Lipid molecules bound to membrane proteins are resolved in some high-resolution structures of membrane proteins. An analysis of these structures provides a framework within which to analyse the nature of lipid-protein interactions within membranes. Membrane proteins are surrounded by a shell or annulus of lipid molecules, equivalent to the solvent layer surrounding a water-soluble protein. The lipid bilayer extends right up to the membrane protein, with a uniform thickness around the protein. The surface of a membrane protein contains many shallow grooves and protrusions to which the fatty acyl chains of the surrounding lipids conform to provide tight packing into the membrane. An individual lipid molecule will remain in the annular shell around a protein for only a short period of time. Binding to the annular shell shows relatively little structural specificity. As well as the annular lipid, there is evidence for other lipid molecules bound between the transmembrane α-helices of the protein; these lipids are referred to as non-annular lipids.

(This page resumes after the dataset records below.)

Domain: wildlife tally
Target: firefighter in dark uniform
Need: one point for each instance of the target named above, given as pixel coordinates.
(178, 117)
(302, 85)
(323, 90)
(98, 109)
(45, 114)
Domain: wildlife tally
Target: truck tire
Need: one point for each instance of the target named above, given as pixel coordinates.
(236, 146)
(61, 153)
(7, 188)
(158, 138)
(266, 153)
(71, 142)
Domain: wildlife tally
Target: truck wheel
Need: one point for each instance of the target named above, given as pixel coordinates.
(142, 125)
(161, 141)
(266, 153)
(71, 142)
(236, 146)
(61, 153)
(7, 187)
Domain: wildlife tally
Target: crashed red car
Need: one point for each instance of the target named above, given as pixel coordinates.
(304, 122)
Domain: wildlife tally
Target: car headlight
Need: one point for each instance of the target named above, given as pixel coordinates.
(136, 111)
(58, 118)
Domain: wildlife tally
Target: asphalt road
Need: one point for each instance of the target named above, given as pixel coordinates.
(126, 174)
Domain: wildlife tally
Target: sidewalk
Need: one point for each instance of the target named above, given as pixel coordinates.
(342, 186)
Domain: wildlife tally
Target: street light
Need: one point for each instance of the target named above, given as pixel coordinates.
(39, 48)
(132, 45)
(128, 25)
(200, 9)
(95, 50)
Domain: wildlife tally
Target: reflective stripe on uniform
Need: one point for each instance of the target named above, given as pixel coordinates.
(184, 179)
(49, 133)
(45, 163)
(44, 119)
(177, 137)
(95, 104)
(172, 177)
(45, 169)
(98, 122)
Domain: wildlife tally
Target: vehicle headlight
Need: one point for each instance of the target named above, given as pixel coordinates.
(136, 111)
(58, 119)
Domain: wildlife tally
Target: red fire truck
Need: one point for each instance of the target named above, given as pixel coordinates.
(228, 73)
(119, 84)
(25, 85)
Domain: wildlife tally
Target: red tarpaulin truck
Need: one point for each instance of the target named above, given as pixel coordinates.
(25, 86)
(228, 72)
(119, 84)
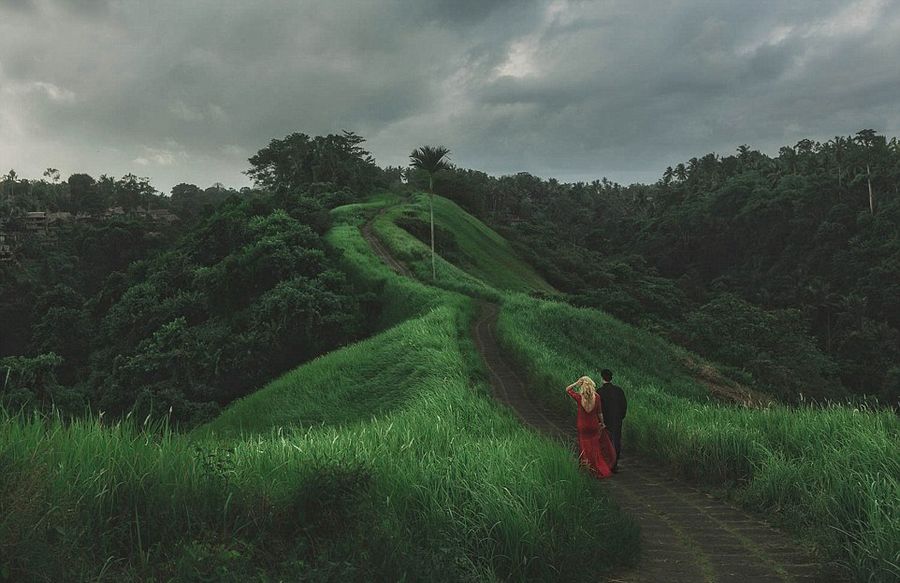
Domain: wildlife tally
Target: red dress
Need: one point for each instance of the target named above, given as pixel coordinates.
(596, 448)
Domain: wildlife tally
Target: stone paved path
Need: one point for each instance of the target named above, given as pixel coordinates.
(687, 535)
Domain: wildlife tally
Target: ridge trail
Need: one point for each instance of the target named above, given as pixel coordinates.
(687, 535)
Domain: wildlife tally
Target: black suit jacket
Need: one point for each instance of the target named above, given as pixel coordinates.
(614, 404)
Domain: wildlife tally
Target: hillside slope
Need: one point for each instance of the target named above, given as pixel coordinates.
(832, 475)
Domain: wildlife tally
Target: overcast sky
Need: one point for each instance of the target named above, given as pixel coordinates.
(186, 91)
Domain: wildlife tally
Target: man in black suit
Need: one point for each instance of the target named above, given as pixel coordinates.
(614, 404)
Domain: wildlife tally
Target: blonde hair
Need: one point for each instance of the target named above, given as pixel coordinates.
(588, 390)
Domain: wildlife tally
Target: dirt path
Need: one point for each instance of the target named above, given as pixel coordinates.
(382, 252)
(687, 535)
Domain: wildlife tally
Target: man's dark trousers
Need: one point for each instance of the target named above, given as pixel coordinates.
(612, 399)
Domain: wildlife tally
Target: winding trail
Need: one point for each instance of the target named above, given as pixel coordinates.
(687, 535)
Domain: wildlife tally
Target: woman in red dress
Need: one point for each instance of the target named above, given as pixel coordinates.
(596, 448)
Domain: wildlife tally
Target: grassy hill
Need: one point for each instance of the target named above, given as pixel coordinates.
(831, 475)
(388, 458)
(384, 460)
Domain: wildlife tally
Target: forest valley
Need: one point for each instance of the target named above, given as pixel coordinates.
(784, 269)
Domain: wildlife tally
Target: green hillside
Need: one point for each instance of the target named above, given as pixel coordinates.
(831, 473)
(482, 257)
(388, 459)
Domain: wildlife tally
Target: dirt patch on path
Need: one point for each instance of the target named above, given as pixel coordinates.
(382, 252)
(687, 535)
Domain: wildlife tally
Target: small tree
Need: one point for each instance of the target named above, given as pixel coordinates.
(430, 159)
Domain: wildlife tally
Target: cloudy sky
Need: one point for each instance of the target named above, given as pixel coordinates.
(186, 91)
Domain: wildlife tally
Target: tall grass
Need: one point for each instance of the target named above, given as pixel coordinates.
(386, 460)
(488, 262)
(830, 474)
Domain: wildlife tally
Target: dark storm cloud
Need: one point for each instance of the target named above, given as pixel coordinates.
(186, 91)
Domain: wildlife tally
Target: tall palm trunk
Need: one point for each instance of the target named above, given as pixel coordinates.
(871, 198)
(431, 210)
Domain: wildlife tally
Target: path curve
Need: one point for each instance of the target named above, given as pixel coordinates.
(687, 536)
(382, 252)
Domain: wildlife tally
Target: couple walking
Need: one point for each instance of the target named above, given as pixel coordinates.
(600, 415)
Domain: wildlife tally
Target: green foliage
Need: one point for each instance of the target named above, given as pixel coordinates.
(771, 345)
(832, 474)
(297, 162)
(797, 231)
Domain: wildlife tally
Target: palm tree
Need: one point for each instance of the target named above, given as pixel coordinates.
(430, 159)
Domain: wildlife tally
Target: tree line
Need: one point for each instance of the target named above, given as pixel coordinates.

The average thickness of the hydrophobic domain of a membrane protein is about 29 Å, with a few proteins having significantly smaller or greater thicknesses than the average. Hydrophobic mismatch between a membrane protein and the surrounding lipid bilayer generally leads to only small changes in membrane thickness. Possible adaptations in the protein to minimise mismatch include tilting of the helices and rotation of side chains at the ends of the helices. Packing of transmembrane α-helices is dependent on the chain length of the surrounding phospholipids. The function of membrane proteins is dependent on the thickness of the surrounding lipid bilayer, sometimes on the presence of specific, usually anionic, phospholipids, and sometimes on the phase of the phospholipid.